<< Le Fléau est l'un des rares romans post-apocalyptiques avec le potentiel d'un classique de la littérature américaine, à la fois une histoire extraordinaire et une dissection perspicace de la fin du vingtième siècle et d'une Amérique obsédée de technologie, moralement désorientée, aux frontières de sa propre destruction. >> (Michael R. Collings, professeur d'université spécialiste de l'œuvre de King)
Le Pr Collings se montre dithyrambique dans son analyse de ce roman de l'illustre S. King, et je dois dire que j'avais beaucoup d'attentes avant la lecture de celui-ci, non seulement du fait de la réputation de son auteur, mais aussi vis-à-vis du thème abordé par l'un des écrivains actuels les plus populaires.

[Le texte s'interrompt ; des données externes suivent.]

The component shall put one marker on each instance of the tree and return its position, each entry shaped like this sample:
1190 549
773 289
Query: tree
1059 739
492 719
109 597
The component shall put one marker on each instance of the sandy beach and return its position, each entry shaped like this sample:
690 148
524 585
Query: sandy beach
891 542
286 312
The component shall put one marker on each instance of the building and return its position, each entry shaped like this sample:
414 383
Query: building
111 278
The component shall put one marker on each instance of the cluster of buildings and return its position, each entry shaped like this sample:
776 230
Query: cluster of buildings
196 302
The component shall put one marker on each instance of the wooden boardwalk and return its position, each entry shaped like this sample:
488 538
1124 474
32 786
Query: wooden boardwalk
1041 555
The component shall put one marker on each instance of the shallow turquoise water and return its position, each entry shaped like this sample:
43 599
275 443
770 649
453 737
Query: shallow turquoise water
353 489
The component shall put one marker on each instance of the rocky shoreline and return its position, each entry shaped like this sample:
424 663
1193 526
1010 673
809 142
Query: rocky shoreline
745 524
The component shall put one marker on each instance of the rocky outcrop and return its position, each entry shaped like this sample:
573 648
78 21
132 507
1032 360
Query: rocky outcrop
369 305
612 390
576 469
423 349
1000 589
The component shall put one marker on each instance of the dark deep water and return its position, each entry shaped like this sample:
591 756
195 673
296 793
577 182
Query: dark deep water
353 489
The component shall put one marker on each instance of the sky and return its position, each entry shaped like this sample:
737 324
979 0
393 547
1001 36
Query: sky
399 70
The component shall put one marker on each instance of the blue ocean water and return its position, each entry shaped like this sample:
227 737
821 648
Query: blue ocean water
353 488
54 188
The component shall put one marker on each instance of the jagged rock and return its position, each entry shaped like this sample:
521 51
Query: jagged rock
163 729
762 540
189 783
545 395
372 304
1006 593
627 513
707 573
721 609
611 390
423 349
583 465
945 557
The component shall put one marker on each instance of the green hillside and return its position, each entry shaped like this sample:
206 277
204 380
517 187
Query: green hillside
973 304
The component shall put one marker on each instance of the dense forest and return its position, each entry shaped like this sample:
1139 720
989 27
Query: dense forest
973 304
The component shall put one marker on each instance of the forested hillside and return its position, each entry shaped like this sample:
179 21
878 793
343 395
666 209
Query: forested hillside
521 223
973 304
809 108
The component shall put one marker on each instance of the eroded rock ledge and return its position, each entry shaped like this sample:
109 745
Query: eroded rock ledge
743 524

Le Fléau nous transporte ainsi dans l'Amérique des 90's, dans laquelle un virus s'échappe d'une base de recherches de l'armée américaine. Un soldat parvient à quitter la base avant sa fermeture automatique et, avant de mourir, transmet le virus à tous les gens qu'il croise sur sa route. Une épidémie de « super-grippe » ayant un taux de contamination de 99,4 % se répand alors, d'abord aux États-Unis, puis dans le monde entier et, en quelques semaines, la civilisation s'effondre, totalement ravagée. Seule une poignée de rescapés naturellement immunisés contre le virus parviennent à survivre.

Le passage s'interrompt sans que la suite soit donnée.